Xylem-specific and tension stress-responsive expression of cellulose synthase genes from aspen trees.

Genetic improvement of cellulose biosynthesis in woody trees is one of the major goals of tree biotechnology research. Yet, progress in this field has been slow owing to (1) unavailability of key genes from tree genomes, (2) the inability to isolate active and intact cellulose synthase complexes and, (3) the limited understanding of the mechanistic processes involved in the wood cellulose development. Here I report on the recent advances in molecular genetics of cellulose synthases (CesA) from aspen trees. Two different types of cellulose synthases appear to be involved in cellulose deposition in primary and secondary walls in aspen xylem. The three distinct secondary CesAs from aspen- PtrCesA1, PtrCesA2, and PtrCesA3-appear to be aspen homologs of Arabidopsis secondary CesAs AtCesA8, AtCesA7, and AtCesA4, respectively, based on their high identity/similarity (>80%).

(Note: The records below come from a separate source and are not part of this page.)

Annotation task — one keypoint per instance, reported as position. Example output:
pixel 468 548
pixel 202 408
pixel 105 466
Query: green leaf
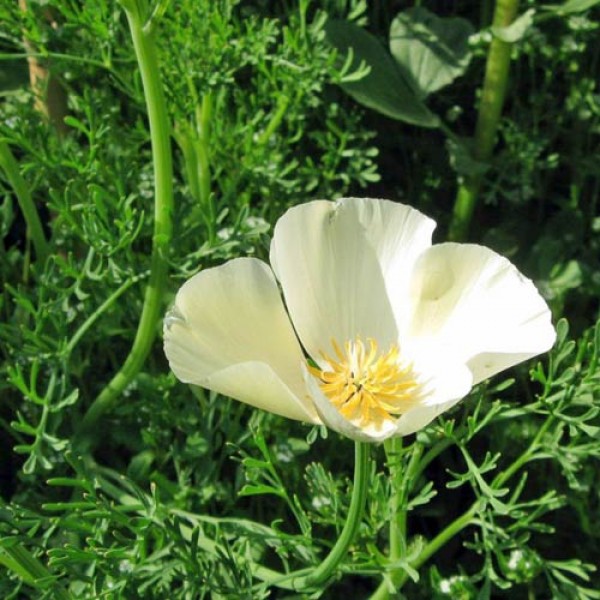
pixel 386 88
pixel 462 160
pixel 516 30
pixel 433 50
pixel 571 6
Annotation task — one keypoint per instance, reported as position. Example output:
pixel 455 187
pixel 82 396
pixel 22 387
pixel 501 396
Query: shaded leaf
pixel 433 50
pixel 516 30
pixel 385 88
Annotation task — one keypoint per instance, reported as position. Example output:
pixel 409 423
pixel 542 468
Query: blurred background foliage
pixel 169 502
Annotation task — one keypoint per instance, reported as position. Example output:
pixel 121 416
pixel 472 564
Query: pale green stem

These aspen CesA proteins share the transmembrane domain (TMD) structure that is typical of all known "true" CesA proteins: two TMDs toward the N-terminal and six TMDs toward the C-terminal. The putative catalytic domain is present between TMDs 2 and 3. All signature motifs of processive glycosyltransferases are also present in this catalytic domain. In a phylogenetic tree based on various predicted CesA proteins from Arabidopsis and aspen, aspen CesAs fall into families similar to those seen with Arabidopsis CesAs, suggesting their functional similarity. The coordinate expression of three aspen secondary CesAs in xylem and phloem fibers, along with their simultaneous tension stress-responsive upregulation, suggests that these three CesAs may play a pivotal role in biosynthesis of better-quality cellulose in secondary cell walls of plants. These results are likely to have a direct impact on genetic manipulation of trees in the future.